This is a fairy tale built for the Orient - or more precisely, a fairy tale with an Oriental flavor written for the enjoyment of poor, deprived Occidentals who have never had the benefit of hearing some of these Chinese legends. Starting with Number Ten Ox (whose name is appropriately descriptive) and his village of Ku-fu, we are dropped into a China of ancient history. The village children, stricken with a strange malady that leaves them comatose and rigid, force Number Ten Ox to seek a scholar to unravel the mystery of their affliction. What he ends up contracting for is ancient Master Li Kao, who has a 'slight flaw in his character', which is all Ox can afford. Master Li determines that the only thing to save the children is the Great Root of Power, and Li and Ox proceed directly to attempt to obtain this Great Root. Thus begins an extraordinary set of tales that leads from the Imperial Palace to brothels to an enchanted destroyed city.
Along the way we meet quite a cast of characters: Ma the Grub, Henpecked Ho, the gross (in multiple ways) Ancestress, the greedy Duke of Ch'in, Doctor Death, and the jade-loving Lotus Cloud. Each is unique, though often specifically drawn as semi-caricatures; each adds their bit to this tapestry that includes the secret of immortality, the link between Heaven and Earth, invisible monsters, maze-filled dungeons that guard incredible treasure, where one's heart should be carefully hidden away.

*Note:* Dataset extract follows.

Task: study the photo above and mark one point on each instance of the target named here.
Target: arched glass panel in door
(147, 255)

Some of the tales herein are real Chinese legends, some are products of Hughart's own fertile imagination, but all are told with a large dollop of humor sketched in broad strokes and a not-so-obvious underlying morality that is quite relevant to every reader. The style may bother some people, as it is written to deliberately evoke that sense of 'Chinese' that many Americans have as a background image of that land and people, but I felt it was an excellent method of evoking that sense of 'different' and 'fairy' at the same time. A few of the tales fell a little flat with me, and at times I thought that Hughart went a little too 'over-the-top' with his outrageous situations and characters, but the overall level of writing kept me nicely adsorbed and grinning quite a bit.
There is an overlying mystery, a puzzle to be solved, that connects all these tales, and leads to the final resolution of the story. In the course of working our way through these stories, there seems to be a large amount of coincidence in play, a definite sense of deux-ex-machina to each tale's resolution, but the end of the book proves that all these 'coincidences' are really part of a carefully thought-out overall plot design.
I figured out the puzzle quite a bit before the end, but that did not lessen the final emotional impact of the ending, which presents a gorgeous image, an image which is eminently fitting with the rest of the book, and made me wish for a few more tales from this land of not-quite-real ancient China.